EIDF Phase 1: overview
Developed by EPCC, the Edinburgh International Data Facility (EIDF) will facilitate new products, services, and research by bringing together regional, national and international datasets.
Launched at the end of 2018, the Data-Driven Innovation Programme (DDI) is one of six funded within the Edinburgh & South-East Scotland City Region Deal. The DDI programme has ambitious targets to support, enhance and improve talent, research, commercial adoption and entrepreneurship across the region, through better use of data. DDI targets ten industry sectors, with interactions managed through five DDI Hubs (see below). The activities of these Hubs are underpinned by the EIDF.
EIDF will grow and mature with the DDI Programme, expanding in capacity and capability, responding to the needs of the innovation Hubs and, through them, to learners, researchers, innovators and entrepreneurs from across the region and beyond.
What is it?
You can think of the EIDF as a layer of storage and computing services presented as a private cloud and hosting a rich and growing collection of data.
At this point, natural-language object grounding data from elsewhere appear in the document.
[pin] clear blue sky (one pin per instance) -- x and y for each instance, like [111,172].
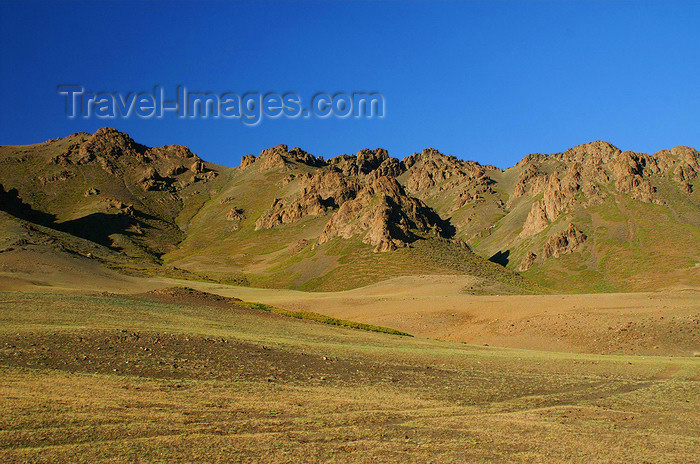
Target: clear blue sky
[485,81]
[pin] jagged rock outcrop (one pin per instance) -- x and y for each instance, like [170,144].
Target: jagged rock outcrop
[430,167]
[281,157]
[384,215]
[364,162]
[320,192]
[563,243]
[527,261]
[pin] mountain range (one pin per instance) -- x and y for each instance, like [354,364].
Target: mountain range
[591,219]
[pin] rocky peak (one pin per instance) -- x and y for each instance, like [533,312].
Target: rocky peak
[430,167]
[364,162]
[564,242]
[281,157]
[109,142]
[320,192]
[384,215]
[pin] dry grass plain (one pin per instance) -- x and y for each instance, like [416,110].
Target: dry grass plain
[129,376]
[114,378]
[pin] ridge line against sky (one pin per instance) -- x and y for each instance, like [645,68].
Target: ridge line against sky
[489,82]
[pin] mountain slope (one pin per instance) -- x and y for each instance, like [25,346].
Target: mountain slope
[592,218]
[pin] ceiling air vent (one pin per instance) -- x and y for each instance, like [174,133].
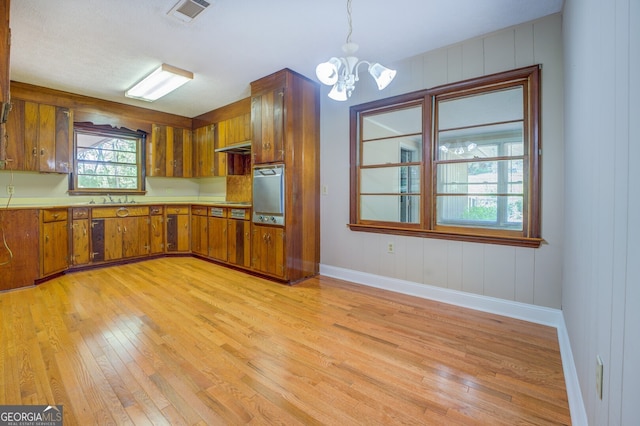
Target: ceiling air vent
[187,10]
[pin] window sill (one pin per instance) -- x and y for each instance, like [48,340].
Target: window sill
[473,238]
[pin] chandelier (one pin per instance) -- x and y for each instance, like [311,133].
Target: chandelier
[342,73]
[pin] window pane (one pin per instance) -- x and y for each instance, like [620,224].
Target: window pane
[399,122]
[390,208]
[107,159]
[490,107]
[481,177]
[498,140]
[404,149]
[390,180]
[504,212]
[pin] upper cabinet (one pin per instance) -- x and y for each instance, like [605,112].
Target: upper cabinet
[285,109]
[39,137]
[169,152]
[268,122]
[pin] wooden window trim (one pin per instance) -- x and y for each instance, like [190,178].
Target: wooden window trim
[427,228]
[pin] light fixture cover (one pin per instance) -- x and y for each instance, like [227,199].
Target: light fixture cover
[163,80]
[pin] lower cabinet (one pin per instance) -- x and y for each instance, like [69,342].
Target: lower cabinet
[54,241]
[218,238]
[267,245]
[156,218]
[80,237]
[119,233]
[177,229]
[199,230]
[239,242]
[19,266]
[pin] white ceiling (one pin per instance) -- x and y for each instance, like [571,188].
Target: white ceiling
[100,48]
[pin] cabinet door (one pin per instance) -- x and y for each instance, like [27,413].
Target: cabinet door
[204,141]
[97,240]
[268,126]
[63,140]
[135,236]
[157,234]
[16,155]
[112,239]
[157,151]
[218,238]
[19,260]
[199,235]
[239,242]
[55,249]
[80,242]
[178,233]
[267,246]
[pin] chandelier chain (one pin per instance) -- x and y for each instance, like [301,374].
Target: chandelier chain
[350,21]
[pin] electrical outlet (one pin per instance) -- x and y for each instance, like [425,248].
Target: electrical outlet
[599,375]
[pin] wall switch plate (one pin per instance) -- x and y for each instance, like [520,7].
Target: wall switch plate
[599,375]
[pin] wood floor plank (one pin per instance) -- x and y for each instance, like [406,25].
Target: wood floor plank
[184,341]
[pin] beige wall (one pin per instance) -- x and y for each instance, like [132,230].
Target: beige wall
[518,274]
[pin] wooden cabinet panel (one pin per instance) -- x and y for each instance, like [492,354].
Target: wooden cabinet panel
[156,229]
[39,137]
[267,245]
[19,265]
[169,152]
[218,238]
[177,229]
[268,126]
[239,242]
[54,241]
[80,242]
[199,230]
[203,146]
[135,236]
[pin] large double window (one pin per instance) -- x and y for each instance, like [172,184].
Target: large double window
[108,160]
[459,161]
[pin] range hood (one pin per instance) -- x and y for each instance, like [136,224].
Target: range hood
[238,148]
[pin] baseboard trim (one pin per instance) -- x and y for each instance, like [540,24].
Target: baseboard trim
[523,311]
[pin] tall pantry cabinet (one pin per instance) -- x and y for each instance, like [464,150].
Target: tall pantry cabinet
[285,115]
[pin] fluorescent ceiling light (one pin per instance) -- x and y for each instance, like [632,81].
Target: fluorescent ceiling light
[160,82]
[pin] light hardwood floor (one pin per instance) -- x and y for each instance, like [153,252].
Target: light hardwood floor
[183,341]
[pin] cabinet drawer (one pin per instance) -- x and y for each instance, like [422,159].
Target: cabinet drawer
[103,212]
[217,211]
[54,215]
[156,210]
[199,210]
[82,213]
[177,209]
[239,214]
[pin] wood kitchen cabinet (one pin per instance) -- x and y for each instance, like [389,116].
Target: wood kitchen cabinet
[218,233]
[285,108]
[177,230]
[120,232]
[169,152]
[39,137]
[54,241]
[239,237]
[268,125]
[268,248]
[203,155]
[80,237]
[156,218]
[19,257]
[199,230]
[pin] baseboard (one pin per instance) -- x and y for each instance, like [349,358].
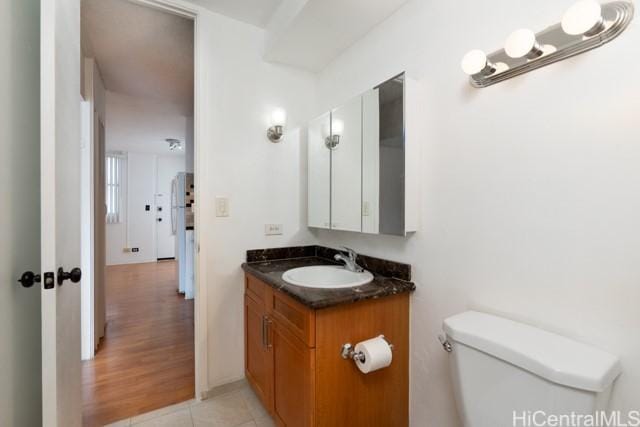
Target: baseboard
[225,388]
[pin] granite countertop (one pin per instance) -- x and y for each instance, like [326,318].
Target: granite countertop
[269,265]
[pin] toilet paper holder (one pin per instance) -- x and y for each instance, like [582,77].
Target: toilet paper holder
[348,351]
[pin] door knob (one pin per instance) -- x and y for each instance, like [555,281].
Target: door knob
[28,278]
[74,275]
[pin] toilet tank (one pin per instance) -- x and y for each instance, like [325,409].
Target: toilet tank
[505,373]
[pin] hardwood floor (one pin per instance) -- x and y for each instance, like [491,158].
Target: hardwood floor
[146,360]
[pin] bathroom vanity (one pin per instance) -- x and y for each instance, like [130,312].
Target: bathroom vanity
[294,337]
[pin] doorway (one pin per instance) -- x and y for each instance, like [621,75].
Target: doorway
[139,69]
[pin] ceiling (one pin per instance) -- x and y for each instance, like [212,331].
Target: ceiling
[140,51]
[254,12]
[322,29]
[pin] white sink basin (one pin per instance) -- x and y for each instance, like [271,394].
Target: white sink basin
[326,277]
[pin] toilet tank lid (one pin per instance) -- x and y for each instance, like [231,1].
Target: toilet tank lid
[551,356]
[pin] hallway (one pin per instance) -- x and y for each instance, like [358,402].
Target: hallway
[146,360]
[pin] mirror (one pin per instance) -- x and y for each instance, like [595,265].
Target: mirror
[383,158]
[357,163]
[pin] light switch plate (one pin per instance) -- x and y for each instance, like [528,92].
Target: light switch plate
[272,229]
[222,207]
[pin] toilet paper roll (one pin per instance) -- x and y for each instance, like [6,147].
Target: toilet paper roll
[377,354]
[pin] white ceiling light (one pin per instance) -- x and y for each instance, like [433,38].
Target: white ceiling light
[174,144]
[475,62]
[278,120]
[522,43]
[584,17]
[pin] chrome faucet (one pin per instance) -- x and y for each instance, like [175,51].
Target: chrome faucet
[349,260]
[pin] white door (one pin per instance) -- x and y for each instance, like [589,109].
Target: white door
[167,169]
[20,358]
[60,210]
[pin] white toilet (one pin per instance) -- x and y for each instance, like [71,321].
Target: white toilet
[504,371]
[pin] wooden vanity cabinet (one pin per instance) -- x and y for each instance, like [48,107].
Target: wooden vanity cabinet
[293,362]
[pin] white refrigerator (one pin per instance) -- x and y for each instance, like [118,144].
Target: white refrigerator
[182,226]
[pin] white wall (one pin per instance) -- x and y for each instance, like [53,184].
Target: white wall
[529,188]
[265,182]
[139,127]
[20,350]
[146,176]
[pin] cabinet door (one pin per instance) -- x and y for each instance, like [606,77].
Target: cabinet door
[346,167]
[319,173]
[294,379]
[258,355]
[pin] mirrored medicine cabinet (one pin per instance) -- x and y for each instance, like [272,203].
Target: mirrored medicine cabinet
[363,162]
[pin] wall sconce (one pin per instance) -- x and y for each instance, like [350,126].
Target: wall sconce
[586,25]
[523,44]
[337,129]
[278,119]
[476,62]
[584,17]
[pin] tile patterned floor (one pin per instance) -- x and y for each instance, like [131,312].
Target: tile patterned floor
[239,408]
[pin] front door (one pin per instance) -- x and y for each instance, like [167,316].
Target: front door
[60,211]
[20,347]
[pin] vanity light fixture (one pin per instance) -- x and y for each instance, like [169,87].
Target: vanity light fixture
[337,129]
[522,43]
[588,23]
[278,119]
[583,18]
[476,62]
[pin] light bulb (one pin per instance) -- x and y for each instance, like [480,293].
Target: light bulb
[337,127]
[278,117]
[475,62]
[522,43]
[584,17]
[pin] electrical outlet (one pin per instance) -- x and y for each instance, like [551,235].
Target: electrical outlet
[222,207]
[272,229]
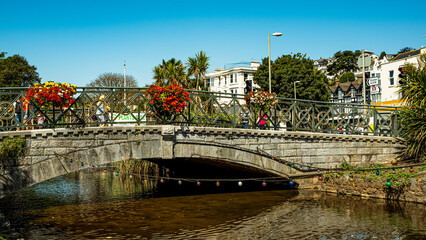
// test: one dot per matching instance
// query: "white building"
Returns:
(389, 75)
(373, 67)
(231, 79)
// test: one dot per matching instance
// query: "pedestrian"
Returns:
(28, 119)
(100, 110)
(262, 122)
(40, 121)
(17, 105)
(244, 117)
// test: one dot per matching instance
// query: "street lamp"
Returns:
(363, 74)
(295, 89)
(269, 50)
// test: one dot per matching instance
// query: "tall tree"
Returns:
(170, 72)
(198, 67)
(16, 72)
(113, 80)
(345, 61)
(288, 69)
(413, 117)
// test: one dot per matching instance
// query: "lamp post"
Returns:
(124, 83)
(269, 54)
(363, 74)
(295, 88)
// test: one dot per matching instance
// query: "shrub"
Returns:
(11, 148)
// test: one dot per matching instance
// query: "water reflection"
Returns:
(94, 206)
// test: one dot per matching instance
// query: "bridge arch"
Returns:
(225, 147)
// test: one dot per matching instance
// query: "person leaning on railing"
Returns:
(18, 112)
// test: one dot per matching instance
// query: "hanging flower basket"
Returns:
(260, 101)
(51, 94)
(167, 103)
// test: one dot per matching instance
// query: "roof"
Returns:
(407, 54)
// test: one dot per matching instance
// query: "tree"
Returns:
(406, 49)
(113, 80)
(347, 77)
(413, 117)
(170, 72)
(16, 72)
(198, 67)
(344, 62)
(290, 68)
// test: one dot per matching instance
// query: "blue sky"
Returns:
(75, 41)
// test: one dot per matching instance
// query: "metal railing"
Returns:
(204, 109)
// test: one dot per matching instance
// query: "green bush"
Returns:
(11, 148)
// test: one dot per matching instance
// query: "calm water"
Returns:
(97, 205)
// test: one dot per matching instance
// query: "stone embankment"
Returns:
(371, 187)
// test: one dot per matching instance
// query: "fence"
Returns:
(131, 106)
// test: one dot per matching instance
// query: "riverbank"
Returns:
(406, 184)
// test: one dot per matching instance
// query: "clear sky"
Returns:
(74, 41)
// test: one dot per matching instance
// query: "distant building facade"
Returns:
(231, 78)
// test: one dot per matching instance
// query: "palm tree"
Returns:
(413, 117)
(170, 72)
(198, 67)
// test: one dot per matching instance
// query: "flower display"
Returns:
(51, 93)
(167, 103)
(261, 101)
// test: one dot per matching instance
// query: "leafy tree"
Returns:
(290, 68)
(345, 61)
(347, 77)
(113, 80)
(170, 72)
(16, 72)
(198, 67)
(406, 49)
(413, 117)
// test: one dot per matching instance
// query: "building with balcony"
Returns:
(231, 78)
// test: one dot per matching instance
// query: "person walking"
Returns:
(17, 105)
(100, 110)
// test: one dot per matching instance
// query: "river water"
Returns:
(98, 205)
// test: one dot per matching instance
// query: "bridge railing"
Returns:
(131, 106)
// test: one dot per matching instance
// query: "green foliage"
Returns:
(288, 69)
(12, 148)
(113, 80)
(345, 165)
(16, 72)
(198, 67)
(400, 179)
(413, 117)
(171, 71)
(345, 61)
(347, 77)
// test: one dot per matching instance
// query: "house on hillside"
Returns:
(231, 79)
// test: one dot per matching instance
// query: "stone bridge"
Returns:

EIDF supports the long-term storage and curation of data assets, and their cataloguing, preparation and presentation as analytic-ready datasets for research and innovation. It offers a range of computing services, from web-based notebooks to rich desktop environments and seamless access to high-performance computing.
EIDF supports learners, researchers and innovators across the spectrum, with services from basic data download through simple learn-as-you-play-with-data notebooks to full-throated, GPU-enabled machine learning platforms for driving AI application development.
EIDF also provides safe haven services to health and government users, following best practice in independent governance and supporting the linkage of complex personal data for public benefit research and policy-making under national and regional safeguards. Safe haven services can also be created for organisations wishing to host and govern access to their data assets in a highly secure environment. Safe havens are isolated from the rest of EIDF, with user approvals, data ingress and egress and permitted software all controlled by information governance bodies independent of the infrastructure itself.
Are we nearly there yet?
For this year and next, EIDF Phase I is all about development and co-design. Working with a number of key stakeholders and early adopters we are putting together the core elements of EIDF – including a new home in EPCC’s Advanced Computing Facility (ACF) Computer Room 4, due for completion in June 2020. This is a high-resilience, state-of-the-art facility with enhanced power and network connectivity to provide the long-term durability needed for a data archive.
Meanwhile, the first hardware platform is in place in temporary accommodation elsewhere in the ACF. We already have 10 petabytes (PB) of new disk capacity, split 50/50 between the safe haven and non-safe haven sides of EIDF, and planned to increase to 12 PB by July 2020. We also have a small slice of the compute and service cloud in place, around 120 virtual machines plus 20 NVIDIA V100 GPUs, plus access to our Cirrus HPC service.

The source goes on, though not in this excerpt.